Adobe is bringing Photoshop to the masses! The company is currently testing a free web-based version of Photoshop in Canada. Once testing is complete, the web-based Photoshop application will go “freemium”, closing off a set of more advanced features so that only paying subscribers can access them. However, the core functionality of Photoshop will be available for everyone!
This is a smart move on Adobe’s part. With the Creative Cloud subscription costing $52.99 per month for the full package, and Photoshop on its own costing $20.99 per month, it’s hard for a casual user to justify the price tag.
This has led many casual users to go to Photoshop alternatives such as Canva, especially for simple photo manipulation. Making the basic functionality of Photoshop free to everyone with an Adobe account is a smart business move to get market share in the free photo editing space, and convince users to purchase the full plan. And with many services in the cloud these days, having a web-based service is smart. This is certainly a boon to students with Chromebooks, for example.
Adobe released simplified versions of Photoshop and Illustrator for the web back in October 2021. Making the programs web-based allowed Adobe to create collaboration tools. These are still in Beta, however. They allow users to collaborate with annotations and a selection of adjustments. It includes only basic elements of Photoshop, focusing more on the feedback process than the actual production process.

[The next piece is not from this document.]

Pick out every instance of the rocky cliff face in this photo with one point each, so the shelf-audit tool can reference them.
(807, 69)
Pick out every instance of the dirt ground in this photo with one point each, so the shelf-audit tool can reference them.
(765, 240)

Maria Yap, VP of Digital Imaging at Adobe, says that Adobe wants to make Photoshop “more accessible and easier for more people to try it out and experience the product.” This move will certainly attract a wider audience to Photoshop and likely remove some of the negative feelings around the subscription service.
It will likely bring in more future subscriptions from people who have never been able to afford Photoshop before. This move is not for graphic designers, professionals, or people with high-end desktop computers. This is instead a move aimed at hobbyists, students, and low-end notebook users. It’s also nothing new. Adobe previously did this with apps such as Express, which hooked free users in to eventually paying for a subscription of a more advanced product.
It will be interesting to see what Adobe considers to be the “core” features of Photoshop. That being said, Adobe has a product called Photoshop Elements. Elements is a one-time-purchase product costing $99.99 that gives users a taste of the Photoshop experience on the desktop.
Clearly Photoshop for the web will contain less features that Elements, or the price wouldn’t be justified in the slightest. It’s safe to assume that this version of Photoshop will contain layers, shapes, text, selection tools, tools for touching up photos, plenty of AI-powered Adobe tools, and just enough advanced features to give users a taste.
There is currently no timeline for this release, but we can only hope Photoshop for all is coming soon!
What do you think of this new decision? Is a light version of Photoshop something that the world needs, or should Adobe stay in the professional sphere while other applications offer their free services?